Beitrag04.04.2008 02:25

von SylviaB
Antworten mit Zitat

Vorweg - die Farbe Rot gebar. - kommt da nicht noch ein die vor?

die, die Farbe Rot gebar? smile

Ich hab mir nun einiges von dir angelesen und das hier finde ich toll!
Hatte ich schon einmal geschrieben, dass ich Worte liebe, die ich ganz klar ausprechen muß? Also wo der Mund exakt sprechen muß!

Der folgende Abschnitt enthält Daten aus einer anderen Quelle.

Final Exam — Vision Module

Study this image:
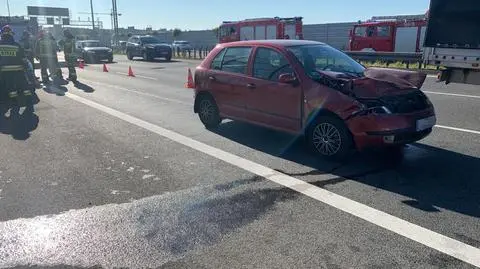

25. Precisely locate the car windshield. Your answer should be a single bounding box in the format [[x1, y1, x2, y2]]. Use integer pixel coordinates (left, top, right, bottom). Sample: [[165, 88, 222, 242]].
[[287, 44, 366, 77], [140, 37, 161, 44], [83, 41, 101, 47]]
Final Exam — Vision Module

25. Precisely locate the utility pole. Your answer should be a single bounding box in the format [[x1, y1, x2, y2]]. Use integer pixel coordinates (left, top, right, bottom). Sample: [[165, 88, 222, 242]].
[[112, 0, 120, 45], [90, 0, 95, 30], [6, 0, 11, 17]]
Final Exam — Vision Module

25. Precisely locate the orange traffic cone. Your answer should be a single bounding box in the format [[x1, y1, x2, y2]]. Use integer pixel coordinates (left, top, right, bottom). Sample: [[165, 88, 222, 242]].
[[128, 66, 135, 77], [185, 68, 194, 88], [78, 60, 84, 69], [103, 63, 108, 72]]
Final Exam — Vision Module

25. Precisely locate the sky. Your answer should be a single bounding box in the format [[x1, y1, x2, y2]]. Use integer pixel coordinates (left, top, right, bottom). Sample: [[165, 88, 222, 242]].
[[1, 0, 431, 30]]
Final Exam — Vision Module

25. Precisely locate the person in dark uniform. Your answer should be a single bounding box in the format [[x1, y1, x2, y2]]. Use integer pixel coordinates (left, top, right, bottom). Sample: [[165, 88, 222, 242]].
[[62, 29, 77, 82], [19, 30, 40, 88], [0, 25, 33, 112]]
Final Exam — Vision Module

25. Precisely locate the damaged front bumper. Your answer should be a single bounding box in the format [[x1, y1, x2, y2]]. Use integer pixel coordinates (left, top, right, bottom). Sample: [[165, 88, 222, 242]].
[[346, 107, 436, 151]]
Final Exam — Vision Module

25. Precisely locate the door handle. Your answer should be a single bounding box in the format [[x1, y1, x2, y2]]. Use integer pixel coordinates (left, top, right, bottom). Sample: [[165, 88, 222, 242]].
[[208, 76, 216, 81], [247, 83, 256, 89]]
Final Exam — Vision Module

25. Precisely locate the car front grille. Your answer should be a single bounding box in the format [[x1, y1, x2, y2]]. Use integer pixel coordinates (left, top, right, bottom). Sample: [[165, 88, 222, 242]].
[[380, 90, 430, 114]]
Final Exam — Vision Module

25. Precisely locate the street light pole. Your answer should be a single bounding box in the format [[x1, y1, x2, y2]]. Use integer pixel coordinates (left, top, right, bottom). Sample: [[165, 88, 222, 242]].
[[90, 0, 95, 30], [6, 0, 11, 17]]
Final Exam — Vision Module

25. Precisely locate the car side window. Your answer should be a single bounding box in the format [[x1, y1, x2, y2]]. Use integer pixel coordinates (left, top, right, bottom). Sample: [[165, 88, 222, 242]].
[[253, 48, 293, 82], [210, 48, 227, 70], [220, 47, 252, 75]]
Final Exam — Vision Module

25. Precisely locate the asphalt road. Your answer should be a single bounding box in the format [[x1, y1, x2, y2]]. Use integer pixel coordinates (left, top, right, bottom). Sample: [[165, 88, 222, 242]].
[[0, 55, 479, 269]]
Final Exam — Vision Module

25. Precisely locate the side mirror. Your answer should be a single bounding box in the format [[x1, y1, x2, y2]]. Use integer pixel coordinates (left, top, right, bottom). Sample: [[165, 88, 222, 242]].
[[278, 73, 297, 84]]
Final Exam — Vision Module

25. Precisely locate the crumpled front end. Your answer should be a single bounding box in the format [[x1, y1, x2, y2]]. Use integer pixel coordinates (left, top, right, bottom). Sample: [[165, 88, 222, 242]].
[[304, 67, 436, 151]]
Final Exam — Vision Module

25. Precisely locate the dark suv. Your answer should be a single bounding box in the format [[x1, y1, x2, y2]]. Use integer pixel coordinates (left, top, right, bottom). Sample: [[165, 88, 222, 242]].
[[76, 40, 113, 63], [126, 35, 172, 61]]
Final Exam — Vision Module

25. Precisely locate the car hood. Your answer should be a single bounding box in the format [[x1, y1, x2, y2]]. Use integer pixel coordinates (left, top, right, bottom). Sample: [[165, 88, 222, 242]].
[[84, 47, 111, 51], [317, 67, 427, 98]]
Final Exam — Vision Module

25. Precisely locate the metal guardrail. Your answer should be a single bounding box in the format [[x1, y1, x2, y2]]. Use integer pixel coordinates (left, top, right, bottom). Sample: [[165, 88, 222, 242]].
[[169, 47, 430, 69], [345, 51, 423, 63]]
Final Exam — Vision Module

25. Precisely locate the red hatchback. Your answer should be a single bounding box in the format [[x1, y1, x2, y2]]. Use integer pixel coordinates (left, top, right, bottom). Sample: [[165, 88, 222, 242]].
[[193, 40, 436, 161]]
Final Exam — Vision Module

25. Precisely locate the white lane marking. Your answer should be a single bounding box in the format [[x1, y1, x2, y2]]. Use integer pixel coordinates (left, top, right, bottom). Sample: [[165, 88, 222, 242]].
[[424, 91, 480, 99], [115, 72, 158, 80], [64, 92, 480, 268], [78, 78, 190, 106], [427, 75, 438, 78], [136, 75, 158, 81], [435, 125, 480, 135]]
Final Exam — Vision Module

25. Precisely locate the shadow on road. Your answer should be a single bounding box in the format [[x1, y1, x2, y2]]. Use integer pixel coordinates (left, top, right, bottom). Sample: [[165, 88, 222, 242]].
[[212, 120, 480, 219], [43, 84, 69, 96], [142, 59, 181, 63], [73, 81, 95, 93], [0, 105, 39, 140]]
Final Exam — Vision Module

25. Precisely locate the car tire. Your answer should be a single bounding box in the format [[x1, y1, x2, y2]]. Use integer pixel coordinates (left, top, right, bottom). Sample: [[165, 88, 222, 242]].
[[197, 95, 221, 129], [143, 51, 153, 62], [108, 56, 114, 63], [127, 51, 133, 60], [306, 115, 354, 162], [165, 54, 172, 62]]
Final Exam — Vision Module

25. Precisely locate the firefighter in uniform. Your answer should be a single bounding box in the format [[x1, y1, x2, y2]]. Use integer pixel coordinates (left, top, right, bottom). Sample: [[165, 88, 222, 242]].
[[20, 30, 40, 88], [0, 25, 33, 110], [48, 32, 63, 80], [35, 30, 58, 83], [62, 29, 77, 82], [20, 31, 34, 67]]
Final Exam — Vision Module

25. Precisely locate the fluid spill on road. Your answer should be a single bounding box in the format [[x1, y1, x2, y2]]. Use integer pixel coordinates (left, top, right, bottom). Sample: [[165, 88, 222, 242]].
[[0, 176, 295, 268]]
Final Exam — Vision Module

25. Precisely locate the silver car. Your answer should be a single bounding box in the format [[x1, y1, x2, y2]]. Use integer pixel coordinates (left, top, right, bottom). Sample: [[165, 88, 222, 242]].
[[172, 40, 192, 51]]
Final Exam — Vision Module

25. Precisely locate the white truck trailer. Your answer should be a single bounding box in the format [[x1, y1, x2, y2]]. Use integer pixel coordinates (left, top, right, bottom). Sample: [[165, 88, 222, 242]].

Das hast du hier vollbracht aber gleichzeitig weckst du Bilder in mir.
Bilder von einem Raum, dessen Licht aus Tageslicht besteht, welches durch trübe Fenster fällt und diese kleinen Staubkörnchen und Flusen, die sich im Raum befinden, anstrahlen. Sie leuchten richtig.
Auf dem hölzernen Bodenbrettern befinden sich schemenhaft die Schatten der Gardinen und Stühle, deren Umrissen wirken, als würden sie gerade Morden. Die Stuhlbeine sind die Dolche und die Gardine der Rock einer Frau. Die Augen sind geblendet und das Rot wurde geboren.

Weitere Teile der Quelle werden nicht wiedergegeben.